Avec ces nouveaux ateliers pass Culture, cette organisation devient intenable. « On a décidé d’ouvrir un poste de journaliste entièrement dédié à l’éducation aux médias », explique Alexandre Poplavsky-Major. L’Est Républicain est le premier média en France à opter pour cette stratégie, qui n’a pas été facile à mettre en place. « Il a fallu convaincre mon rédacteur en chef. Ça impliquait d’ouvrir un nouveau poste et de trouver un moyen de le financer alors que le secteur de la presse ne se porte pas très bien. Heureusement, il a très vite accepté. »
C’est Carole Oudot, journaliste à L’Est Républicain depuis huit mois, qui est sélectionnée pour ce poste en septembre 2022. En plus de superviser L’Est des écoliers, qui implique en 2023 trois établissements scolaires, c’est elle qui se rend régulièrement dans les classes pour les ateliers pass Culture. « Pour l’année 2023-2024, j’ai déjà 114 ateliers de prévus dans 54 établissements différents, raconte la journaliste. L’année dernière, je n’ai fait que 70 ateliers dans 22 écoles. »
« Il va falloir trouver quelqu’un pour travailler avec moi »
« On a bien fait de confier l’éducation aux médias à une seule personne, se satisfait Alexandre Poplavsky-Major. Ça aurait été très compliqué pour les journalistes de faire tout ça en plus de leur travail. » Mais un an après sa prise de poste, Carole Oudot alerte déjà : « Il va falloir trouver quelqu’un pour travailler avec moi. Pour l’instant, on arrive à répondre aux demandes, mais mon calendrier est plein. Si j’en ai de nouvelles ou si, l’an prochain, elles sont plus nombreuses, je vais devoir refuser certaines choses. » La rédaction en chef de L’Est Républicain en a bien conscience et réfléchit déjà à recruter une personne dédiée à l’éducation aux médias. « Voire deux personnes d’un coup », admet le rédacteur en chef adjoint.
Les raisons du succès
Année après année, les interventions d’éducation aux médias dans des établissements scolaires sont de plus en plus nombreuses. Cette montée en puissance, initiée par les écoles et les médias eux-mêmes, est désormais soutenue par le gouvernement. Le 23 mars 2023, l’ancien ministre de l’Éducation nationale Pap Ndiaye a affirmé, dans une interview pour l’Association pour l’éducation aux médias (Apem), vouloir « que tous les élèves, du cycle 2 jusqu’à la Terminale, puissent bénéficier d’une action d’éducation aux médias et à l’information au moins une fois par an. »

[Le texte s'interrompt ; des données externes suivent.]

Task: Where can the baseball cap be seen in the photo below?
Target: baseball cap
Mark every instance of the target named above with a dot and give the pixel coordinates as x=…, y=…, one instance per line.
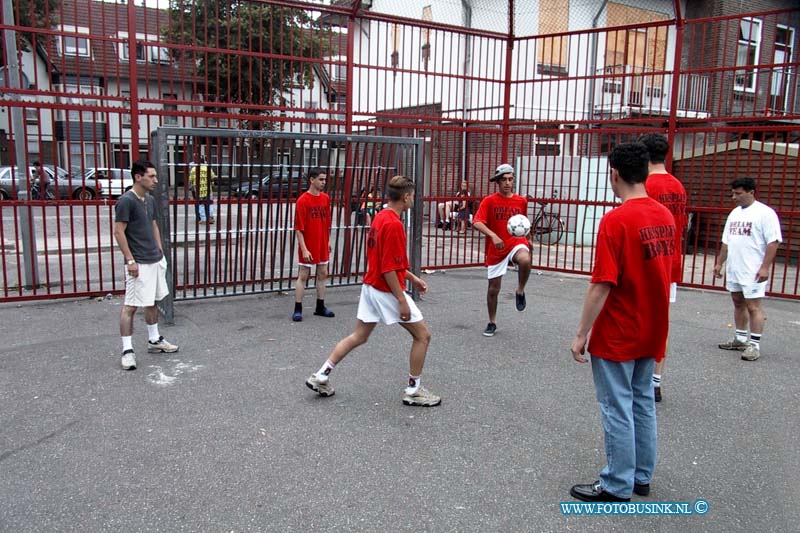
x=505, y=168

Comment expliquer un tel succès ? Il y a plusieurs facteurs. « Ce qui a beaucoup aidé récemment, c’est l’entrée de l’éducation aux médias dans les programmes scolaires », explique Carole Oudot, journaliste spécialisée en éducation aux médias pour L’Est Républicain. Le gouvernement annonçait cette évolution en janvier 2022, effective dès la rentrée suivante, avec comme objectif de « permettre aux élèves d’exercer leur citoyenneté dans une société de l’information et de la communication, de former des citoyens éclairés et responsables, capables de s’informer de manière autonome en exerçant leur esprit critique. »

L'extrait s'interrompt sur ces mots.